INTERVIEWER: It sounds like also those are the kinds of reports that come back to haunt politicians if and when something does happen.

LEIGHTON: I think they get buried.

INTERVIEWER: So in terms of both technical education and also this whole question of balancing a technical education with other kinds of things, other kinds of skills, MIT-- you mentioned this period in the '80s when they were trying to bring in a different pool of students. Since then, there have been many other initiatives to not so much bring in a different pool of students necessarily but open up the perspectives of students who are here for science and engineering or mathematics education into policy and sort of other considerations.

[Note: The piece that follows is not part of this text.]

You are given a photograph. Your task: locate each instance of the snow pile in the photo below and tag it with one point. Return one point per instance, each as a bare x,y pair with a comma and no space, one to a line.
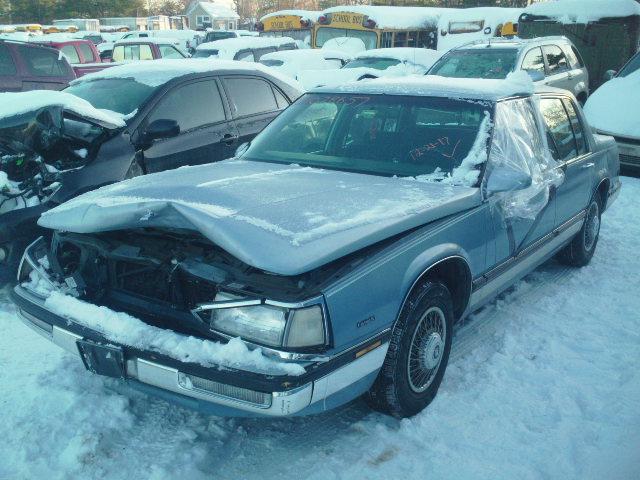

Do you think MIT's is doing a good job at that? Could it do a better job? Or more broadly, are there other things MIT should be doing in the world that it's not doing?

LEIGHTON: I'm not an expert on a lot of the new areas that MIT has opened up. Some of them I know about. Over the last 30 years, there's been computational biology and the Whitehead Institute and the Broad Institute. And there's a lot of activity in new areas where I think science and technology can have an enormous impact on society. And MIT has been a leader there, and that is fantastic. So there's been a lot of growth that way at MIT. And that's fantastic stuff.

I think MIT has also grown in supporting women and minorities. It's never enough, but I think they've made very good strides there in several departments. And that's a good thing. So you get a broader community engaged in the Institute, which is a very good thing. And you try to push back discrimination or old ideas that aren't helpful. And that's good. So MIT is growing and making progress and investing in new things. And that's good.